Debilyn, I am definitely going to remember that when I say oppurtunities falling out of the sky they may really be frogs LOL And I really like the dating to make friends philosophy. In part because that is what I am missing, I have female friends aplenty, I work all day in a socializing setting with a feminine enviroment. I have always enjoyed what typically is more masculine pastimes, construction, remodeling, refinishing furniture, building things ... my Dad and Uncles have gotten older, my brother married with a new baby, same with the few male friends. I miss that male companionship more than a relationship.

Leea, it's not a date it is a social event .... thumbs up to that! And you are right my happy medium will be a growing experience, I am also sure it will change over time.

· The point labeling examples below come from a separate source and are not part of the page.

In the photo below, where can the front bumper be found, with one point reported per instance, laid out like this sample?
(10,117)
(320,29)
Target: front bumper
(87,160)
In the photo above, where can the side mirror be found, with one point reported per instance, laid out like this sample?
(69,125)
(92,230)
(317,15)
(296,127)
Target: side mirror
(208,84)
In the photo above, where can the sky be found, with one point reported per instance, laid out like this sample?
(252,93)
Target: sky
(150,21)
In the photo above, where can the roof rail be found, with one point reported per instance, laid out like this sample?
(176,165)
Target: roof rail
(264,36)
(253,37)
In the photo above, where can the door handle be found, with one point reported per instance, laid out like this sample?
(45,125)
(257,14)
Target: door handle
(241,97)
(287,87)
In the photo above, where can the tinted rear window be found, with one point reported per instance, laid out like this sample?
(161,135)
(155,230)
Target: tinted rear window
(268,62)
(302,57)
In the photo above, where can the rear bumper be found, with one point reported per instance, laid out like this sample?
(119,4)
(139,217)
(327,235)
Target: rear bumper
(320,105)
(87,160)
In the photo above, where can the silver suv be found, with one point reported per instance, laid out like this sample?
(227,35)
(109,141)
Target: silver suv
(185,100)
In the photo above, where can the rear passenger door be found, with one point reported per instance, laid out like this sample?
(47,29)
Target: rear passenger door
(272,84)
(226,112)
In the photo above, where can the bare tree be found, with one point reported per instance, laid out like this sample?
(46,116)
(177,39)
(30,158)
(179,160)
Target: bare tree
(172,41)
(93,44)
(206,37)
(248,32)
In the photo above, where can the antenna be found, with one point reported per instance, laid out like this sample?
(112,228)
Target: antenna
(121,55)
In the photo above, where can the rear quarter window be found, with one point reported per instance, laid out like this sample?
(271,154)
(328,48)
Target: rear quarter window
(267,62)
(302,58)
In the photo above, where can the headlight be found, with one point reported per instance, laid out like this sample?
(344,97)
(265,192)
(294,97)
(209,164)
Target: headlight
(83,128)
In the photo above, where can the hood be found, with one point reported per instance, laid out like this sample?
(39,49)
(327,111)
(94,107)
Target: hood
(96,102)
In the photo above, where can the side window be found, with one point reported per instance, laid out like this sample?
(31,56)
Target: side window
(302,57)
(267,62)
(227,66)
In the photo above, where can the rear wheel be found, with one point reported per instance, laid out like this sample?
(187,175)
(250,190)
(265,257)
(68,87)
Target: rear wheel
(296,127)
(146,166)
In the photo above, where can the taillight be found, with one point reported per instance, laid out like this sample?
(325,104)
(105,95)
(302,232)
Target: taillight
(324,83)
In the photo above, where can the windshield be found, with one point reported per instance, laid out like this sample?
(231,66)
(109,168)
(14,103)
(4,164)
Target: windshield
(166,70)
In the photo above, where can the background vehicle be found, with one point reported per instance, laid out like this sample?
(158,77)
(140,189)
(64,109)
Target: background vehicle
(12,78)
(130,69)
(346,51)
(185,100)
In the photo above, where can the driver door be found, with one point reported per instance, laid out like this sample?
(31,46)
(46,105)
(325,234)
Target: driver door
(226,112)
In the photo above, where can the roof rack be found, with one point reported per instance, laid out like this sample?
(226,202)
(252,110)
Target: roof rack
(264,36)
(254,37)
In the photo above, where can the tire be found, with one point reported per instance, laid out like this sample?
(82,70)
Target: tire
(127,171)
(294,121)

TTM, I've cried enough ... I'll watch for isms. And take my time. I do pay attention to how I am feeling, being visually impaired I have to be a bit more cautious just for the practical concerns of being able to get myself out of somewhere. I found your story about the smoking interesting, the day after I got married ... after 3 years of seemingly soberness, my ex went to a bachelor party and drank. Part of my confidence in even thinking about dating comes from knowing what I would have done with the knowledge I have now back then. Big difference.


TLC, I am so happy to give you hope. I too enjoyed telling people I am not dating for a long time, in fact I did not know if I ever would want to. And I really like your therapist's words ... whether they like women who say no or not, I am a no sayer smile.gif  To be honest though I like men who can say no honestly and let thier preferences be known ... why would it not be the same?

Maresie, I'm not sure I have a strong ego but it is not in tatters anymore and I have no desire to let it get that way. I agree with the not dating unless I like my life, not only should that be where my attention is focused if I don't but that could lead to way too many pitfalls of wanting someone else to fill it with happiness. Right now I like my life enough that I would not willing let something spoil it. I'm going to keep that in mind.

Thanks everyone for taking the time and giving me some great topics to think on .... frogs LOL Oh yeah, I do like that song and the movie Magnolia, I still think it funny it came on the radio right then.